Australia’s Boldest Experiment: War and Reconstruction in the 1940s
By Stuart Macintyre
Published by New South; www.newsouthbooks.com.au
RRP $ 34.99 in paperback
How could I, born the same year as the Holden, resist a book with the first Holden on the cover.
In this new book, Stuart Macintyre explains how a country traumatised by World War I, hammered by the Depression and overstretched by World War II became a prosperous, successful and growing society by the 1950s. An extraordinary group of individuals, notably John Curtin, Ben Chifley, Nugget Coombs, John Dedman and Robert Menzies, re-made the country, planning its reconstruction against a background of wartime sacrifice and austerity.
As Macintyre writes in his introduction, the story of Australian reconstruction is tangled up with the story of Australia at war.
Not surprisingly he says that improvements came to be taken for granted, their origin forgotten. I can’t help feeling that we see that today, with more and more expected of government.

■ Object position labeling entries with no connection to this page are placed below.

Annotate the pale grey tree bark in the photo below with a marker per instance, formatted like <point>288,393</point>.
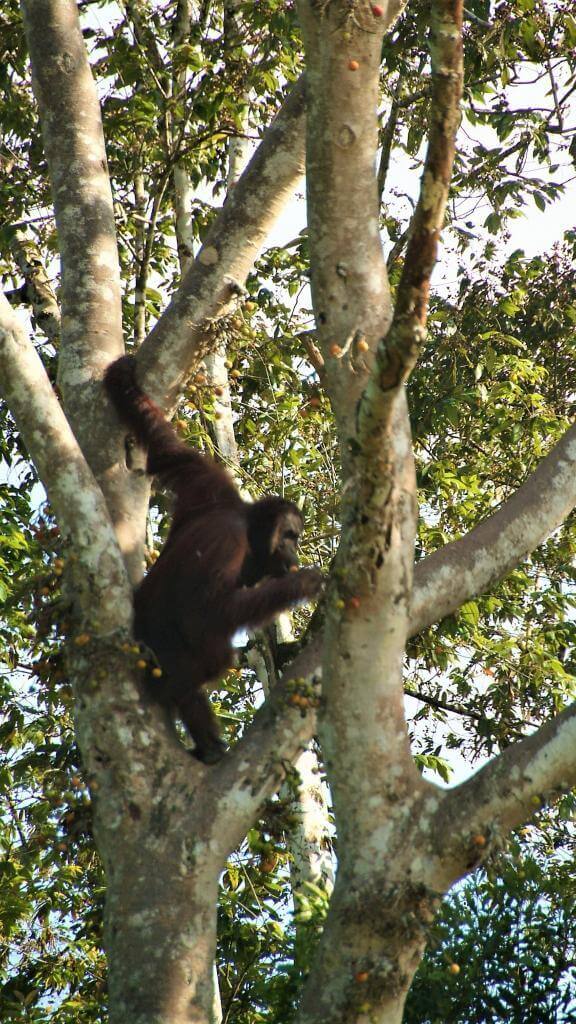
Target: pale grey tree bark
<point>164,823</point>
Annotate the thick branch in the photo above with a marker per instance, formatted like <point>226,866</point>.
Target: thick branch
<point>475,563</point>
<point>507,791</point>
<point>75,496</point>
<point>75,151</point>
<point>447,579</point>
<point>399,350</point>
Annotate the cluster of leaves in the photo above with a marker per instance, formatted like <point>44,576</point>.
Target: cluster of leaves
<point>501,395</point>
<point>503,947</point>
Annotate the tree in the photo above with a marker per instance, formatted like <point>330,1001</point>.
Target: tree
<point>174,84</point>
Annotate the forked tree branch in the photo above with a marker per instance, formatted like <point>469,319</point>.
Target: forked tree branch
<point>443,582</point>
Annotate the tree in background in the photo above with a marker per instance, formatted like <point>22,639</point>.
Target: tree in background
<point>481,635</point>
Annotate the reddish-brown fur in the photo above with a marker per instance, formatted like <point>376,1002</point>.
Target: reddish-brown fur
<point>201,589</point>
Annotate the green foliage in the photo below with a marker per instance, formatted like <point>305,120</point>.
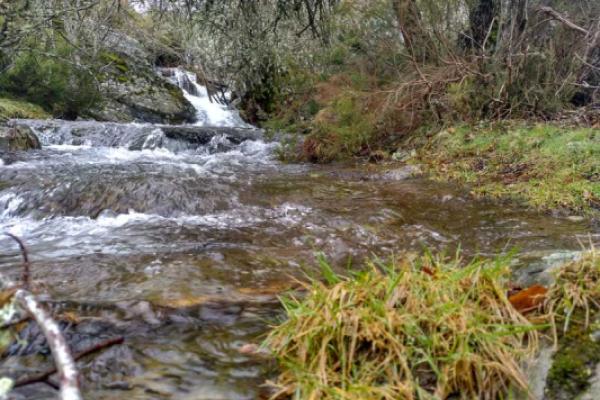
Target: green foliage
<point>11,108</point>
<point>546,165</point>
<point>414,328</point>
<point>53,83</point>
<point>574,304</point>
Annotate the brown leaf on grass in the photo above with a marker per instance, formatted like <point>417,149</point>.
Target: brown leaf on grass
<point>528,299</point>
<point>6,296</point>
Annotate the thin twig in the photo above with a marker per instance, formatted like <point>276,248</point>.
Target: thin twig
<point>44,375</point>
<point>25,275</point>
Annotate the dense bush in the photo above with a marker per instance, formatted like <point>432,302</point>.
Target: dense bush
<point>64,89</point>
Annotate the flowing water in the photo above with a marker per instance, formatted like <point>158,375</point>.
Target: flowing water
<point>180,238</point>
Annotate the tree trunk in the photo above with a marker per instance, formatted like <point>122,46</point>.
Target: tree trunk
<point>482,17</point>
<point>416,39</point>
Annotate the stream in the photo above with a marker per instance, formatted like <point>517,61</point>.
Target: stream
<point>181,238</point>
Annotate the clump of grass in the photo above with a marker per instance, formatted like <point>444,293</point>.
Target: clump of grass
<point>10,108</point>
<point>577,288</point>
<point>546,165</point>
<point>414,328</point>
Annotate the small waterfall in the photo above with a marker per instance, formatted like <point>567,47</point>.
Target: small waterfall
<point>208,113</point>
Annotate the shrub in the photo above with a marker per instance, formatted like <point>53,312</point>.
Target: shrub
<point>413,328</point>
<point>58,86</point>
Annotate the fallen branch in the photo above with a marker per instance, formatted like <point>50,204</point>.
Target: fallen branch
<point>69,378</point>
<point>557,16</point>
<point>25,275</point>
<point>44,375</point>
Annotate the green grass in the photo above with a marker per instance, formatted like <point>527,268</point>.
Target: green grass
<point>548,166</point>
<point>573,305</point>
<point>10,108</point>
<point>416,328</point>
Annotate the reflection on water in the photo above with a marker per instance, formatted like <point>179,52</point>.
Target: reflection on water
<point>182,247</point>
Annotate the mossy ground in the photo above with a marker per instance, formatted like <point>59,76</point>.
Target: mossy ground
<point>425,327</point>
<point>11,108</point>
<point>546,165</point>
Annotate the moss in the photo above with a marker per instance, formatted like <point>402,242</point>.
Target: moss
<point>416,327</point>
<point>573,364</point>
<point>547,166</point>
<point>11,108</point>
<point>116,60</point>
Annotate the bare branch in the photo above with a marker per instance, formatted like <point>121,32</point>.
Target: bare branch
<point>557,16</point>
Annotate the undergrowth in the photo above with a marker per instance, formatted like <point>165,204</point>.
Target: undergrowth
<point>10,108</point>
<point>414,328</point>
<point>548,166</point>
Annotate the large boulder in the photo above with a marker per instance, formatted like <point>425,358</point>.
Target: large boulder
<point>133,91</point>
<point>17,138</point>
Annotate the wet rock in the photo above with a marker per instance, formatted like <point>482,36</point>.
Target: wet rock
<point>18,138</point>
<point>403,173</point>
<point>133,91</point>
<point>541,270</point>
<point>202,135</point>
<point>537,372</point>
<point>593,392</point>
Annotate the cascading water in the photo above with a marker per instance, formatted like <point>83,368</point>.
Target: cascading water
<point>208,112</point>
<point>180,237</point>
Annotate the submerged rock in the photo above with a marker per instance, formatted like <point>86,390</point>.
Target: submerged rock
<point>402,173</point>
<point>17,138</point>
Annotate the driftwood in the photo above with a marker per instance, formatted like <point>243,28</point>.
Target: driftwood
<point>69,377</point>
<point>44,375</point>
<point>557,16</point>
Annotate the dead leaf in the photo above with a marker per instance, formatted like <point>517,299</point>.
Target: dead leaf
<point>528,299</point>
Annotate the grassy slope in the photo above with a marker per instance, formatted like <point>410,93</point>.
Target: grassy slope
<point>10,108</point>
<point>426,327</point>
<point>546,165</point>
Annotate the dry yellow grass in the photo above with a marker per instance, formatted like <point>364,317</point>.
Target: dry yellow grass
<point>415,328</point>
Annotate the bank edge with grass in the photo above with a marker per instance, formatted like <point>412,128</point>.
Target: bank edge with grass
<point>429,327</point>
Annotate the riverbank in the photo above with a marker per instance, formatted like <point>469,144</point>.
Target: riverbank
<point>11,108</point>
<point>384,333</point>
<point>546,166</point>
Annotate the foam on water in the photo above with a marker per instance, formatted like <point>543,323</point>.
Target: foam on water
<point>209,113</point>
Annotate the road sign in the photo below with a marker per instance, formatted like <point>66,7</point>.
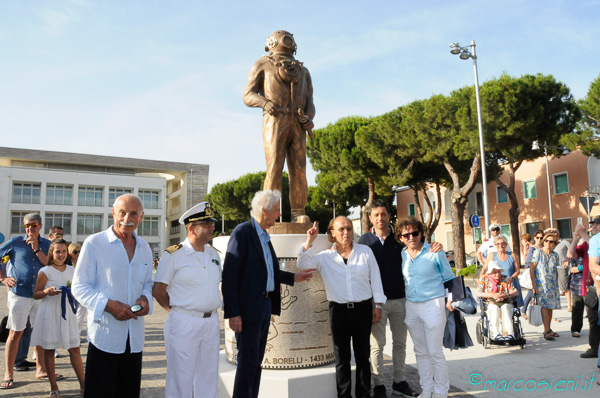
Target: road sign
<point>474,221</point>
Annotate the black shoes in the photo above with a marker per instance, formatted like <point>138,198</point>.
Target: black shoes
<point>403,389</point>
<point>590,354</point>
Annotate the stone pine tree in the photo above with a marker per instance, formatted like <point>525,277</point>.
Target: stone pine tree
<point>517,111</point>
<point>346,173</point>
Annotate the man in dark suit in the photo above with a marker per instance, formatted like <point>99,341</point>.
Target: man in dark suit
<point>251,289</point>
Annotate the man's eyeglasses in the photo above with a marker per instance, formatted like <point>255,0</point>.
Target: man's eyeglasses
<point>414,234</point>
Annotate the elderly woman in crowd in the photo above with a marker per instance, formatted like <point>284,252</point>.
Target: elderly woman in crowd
<point>497,289</point>
<point>538,237</point>
<point>544,279</point>
<point>424,275</point>
<point>355,294</point>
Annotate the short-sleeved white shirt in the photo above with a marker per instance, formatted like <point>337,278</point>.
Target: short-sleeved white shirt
<point>192,277</point>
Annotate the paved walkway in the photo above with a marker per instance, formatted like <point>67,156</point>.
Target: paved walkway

Macintyre is well qualified for the task having co-edited the two volume Cambridge History of Australia and winning, with his co-writer Anna Clark, the 2004 NSW Premier’s Australian History Prize for The History Wars.
Writing in The Australian (6-7 June 2015) Professor Ross Fitzgerald said ‘this book makes a singular contribution to our nation’s political and economic history’ – high praise indeed from someone eminently qualified to say so.